Wednesday, May 24, 2017

Multimedia Meets Machine (Learning): Understanding images vs. Image Understanding

Today, I gave a talk at Radboud University's Good AIfternoon symposium, for Artificial Intelligence students.  I covered several papers that I have written with different subsets of my collaborators [1,2, 3]. The goal was to show students the difference in the way humans understand images, and in the type of understanding the can be achieved by computers applying visual content analysis, particularly concept detection.

Human Understanding of Images
Consider the images below from [1]. The concept detection paradigm claims success if a computer algorithm can identify these images as depicting a woman wearing a turquoise blue sundress with water in the background.
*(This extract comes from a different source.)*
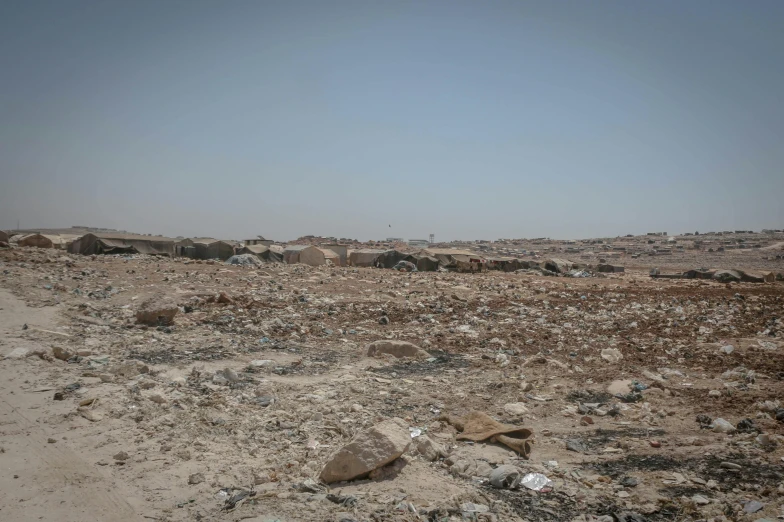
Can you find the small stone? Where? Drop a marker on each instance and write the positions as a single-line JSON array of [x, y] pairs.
[[753, 506], [515, 409], [397, 349], [700, 500], [157, 311], [62, 353], [722, 426], [611, 355], [429, 449], [157, 399], [370, 450], [505, 477]]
For bonus points, in one image the woman is wearing sunglasses.
A person looking at these images would not say that such concept-based description of the images is wrong. In fact, if a person is presented with these pictures out of context, and asked what they depict, "A woman wearing a blue sundress at the beach" would be an unsurprising response. 
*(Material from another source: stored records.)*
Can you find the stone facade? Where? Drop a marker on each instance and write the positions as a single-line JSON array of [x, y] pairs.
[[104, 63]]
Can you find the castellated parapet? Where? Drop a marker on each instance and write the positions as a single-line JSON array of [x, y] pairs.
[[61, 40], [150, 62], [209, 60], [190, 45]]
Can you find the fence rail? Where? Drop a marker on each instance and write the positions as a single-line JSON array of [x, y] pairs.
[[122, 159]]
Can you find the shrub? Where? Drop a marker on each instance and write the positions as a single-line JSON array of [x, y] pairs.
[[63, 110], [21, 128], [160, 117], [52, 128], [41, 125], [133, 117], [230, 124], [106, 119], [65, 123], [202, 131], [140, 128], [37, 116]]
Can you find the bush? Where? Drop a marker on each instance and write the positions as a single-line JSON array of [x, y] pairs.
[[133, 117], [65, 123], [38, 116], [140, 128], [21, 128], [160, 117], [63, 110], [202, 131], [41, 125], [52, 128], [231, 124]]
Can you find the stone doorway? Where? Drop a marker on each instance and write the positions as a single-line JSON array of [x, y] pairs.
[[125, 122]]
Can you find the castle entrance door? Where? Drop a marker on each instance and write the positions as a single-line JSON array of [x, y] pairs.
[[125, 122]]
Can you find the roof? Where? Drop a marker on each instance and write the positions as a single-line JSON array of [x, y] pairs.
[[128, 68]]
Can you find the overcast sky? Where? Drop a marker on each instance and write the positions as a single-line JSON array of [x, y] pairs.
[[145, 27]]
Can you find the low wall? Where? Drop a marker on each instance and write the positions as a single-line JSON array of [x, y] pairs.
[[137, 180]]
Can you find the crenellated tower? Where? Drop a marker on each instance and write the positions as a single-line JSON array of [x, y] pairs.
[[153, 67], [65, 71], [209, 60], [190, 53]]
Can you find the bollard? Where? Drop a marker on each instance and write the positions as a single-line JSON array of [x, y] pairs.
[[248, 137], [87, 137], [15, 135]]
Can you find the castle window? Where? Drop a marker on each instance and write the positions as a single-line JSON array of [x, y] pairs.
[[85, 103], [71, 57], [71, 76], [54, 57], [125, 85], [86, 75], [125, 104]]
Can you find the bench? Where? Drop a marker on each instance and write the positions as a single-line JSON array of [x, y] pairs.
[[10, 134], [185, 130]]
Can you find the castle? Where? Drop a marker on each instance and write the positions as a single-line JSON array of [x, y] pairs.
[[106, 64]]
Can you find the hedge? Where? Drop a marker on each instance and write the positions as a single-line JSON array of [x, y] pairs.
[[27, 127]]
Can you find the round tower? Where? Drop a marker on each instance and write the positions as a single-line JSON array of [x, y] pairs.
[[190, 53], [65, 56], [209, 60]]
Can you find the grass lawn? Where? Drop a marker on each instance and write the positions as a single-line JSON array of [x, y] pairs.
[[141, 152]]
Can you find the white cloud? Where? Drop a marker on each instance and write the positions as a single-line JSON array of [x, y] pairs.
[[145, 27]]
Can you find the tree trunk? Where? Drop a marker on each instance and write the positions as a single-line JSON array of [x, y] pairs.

However, this response falls short of really characterizing the photos from the perspective of a human viewer. This shortcoming becomes clear by considering contexts of use. For example, if we needed to chose one of the two as a photo for selling a turquoise blue dress in a web shop, the right hand photo is clearly the photo we want. The left-hand photo is clearly unsuited for the job. Concept-based descriptions of these images fail to fully capture user perspectives on images. Upon reflection, a person looking at these images would conclude that the concept-based description is not wrong per se, but that it seriously misses the point of the image.

A often-heard argument is that you need to start somewhere and that concept-based description is a good place to start. However, we need to keep in mind that this starting point represents a build-in limitation on the ability of systems that use automatic image understanding (such as image retrieval systems) to serve users. 
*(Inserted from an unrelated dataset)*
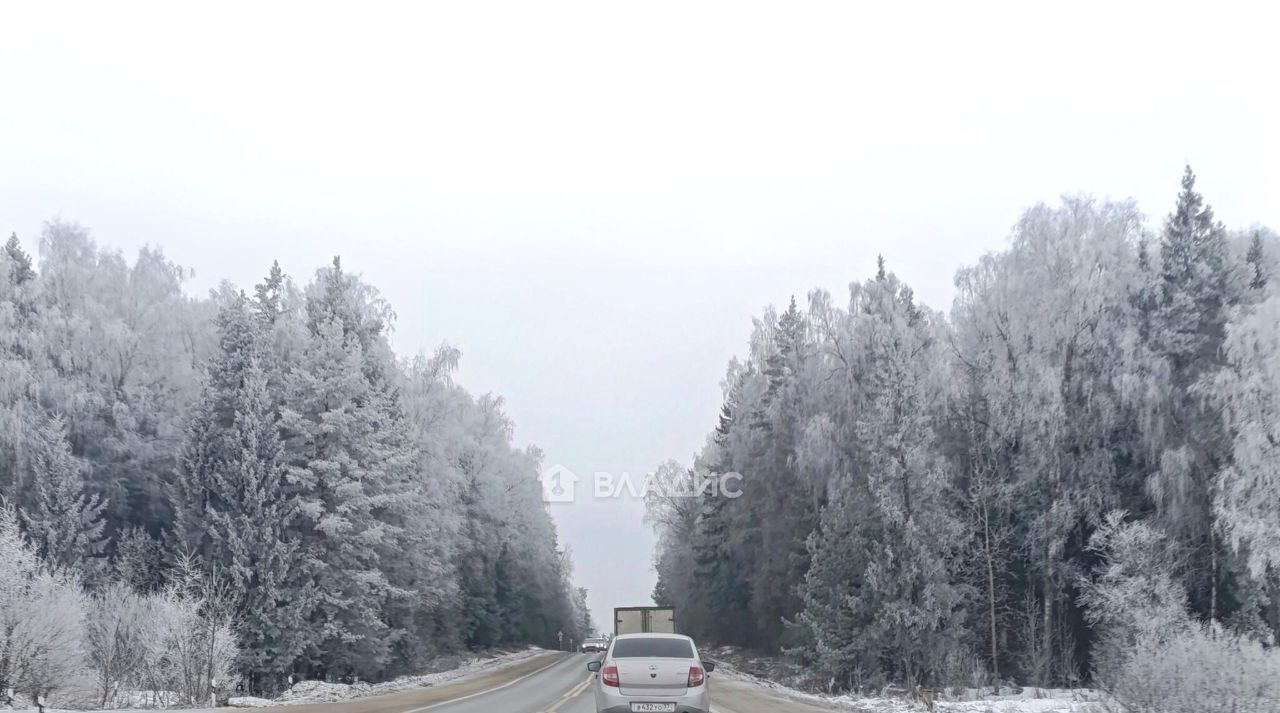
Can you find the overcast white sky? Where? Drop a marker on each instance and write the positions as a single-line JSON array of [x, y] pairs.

Think of it this way. Indexing images with a preset set of concepts is a bit like those parking garages that paint each floor a different color. If you remember the color, that color is effective at allowing you to find your car. However, the relationship of the color and your car is one of convenience. The parking-garage-floor color is an essential property of your car when you are looking for it in the garage, but outside of the garage, you wouldn't consider it an important property of your car at all.

In short, automatic image understanding underestimates the uniqueness of these images, although this uniqueness is of the essence for a human viewer.

Machine Image Understanding
Consider the images below from  [4]. A human viewer would see these as two different images.
If the geo-location of the right-hand image is known, geo-location estimation algorithms [3] can correctly predict the geo-location of the left-hand image. In this case, a machine learning algorithms "understands" something about an image that is not particularly evident to a casual human viewer. Humans are largely unaware that the geo-location of their images is "obvious" to a computer algorithm that has accessed to other images known to have been taken at the same place.

In short, human understanding of images overestimates the uniqueness of these images, and visual content analysis algorithms understand more than people realize that they do.

Moving forward
Given the current state of the art in visual content analysis, "Multimedia Meets Machine" is perhaps a bit out dated, and we should be thinking in terms of titles like, "Multimedia Has Already Met Machine".

The key question moving forward is whether machine understanding of images supports the people who take and use those images, or if it is providing a little convenience, at the larger cost of personal privacy.

[1] Michael Riegler, Martha Larson, Mathias Lux, and Christoph Kofler. 2014. How 'How' Reflects What's What: Content-based Exploitation of How Users Frame Social Images. In Proceedings of the 22nd ACM international conference on Multimedia (MM '14). 

[2] Martha Larson, Christoph Kofler, and Alan Hanjalic. 2011. Reading between the tags to predict real-world size-class for visually depicted objects in images. In Proceedings of the 19th ACM international conference on Multimedia (MM '11).

[3] Xinchao Li, Alan Hanjalic, Martha Larson.  Geo-distinctive Visual Element Matching  for Location Estimation of Images, Under review.

[4] Jaeyoung Choi, Claudia Hauff, Olivier Van Laere and Bart Thomee. 2015. The Placing Task at MediaEval 2015. In Working Notes Proceedings of the MediaEval 2015 Workshop.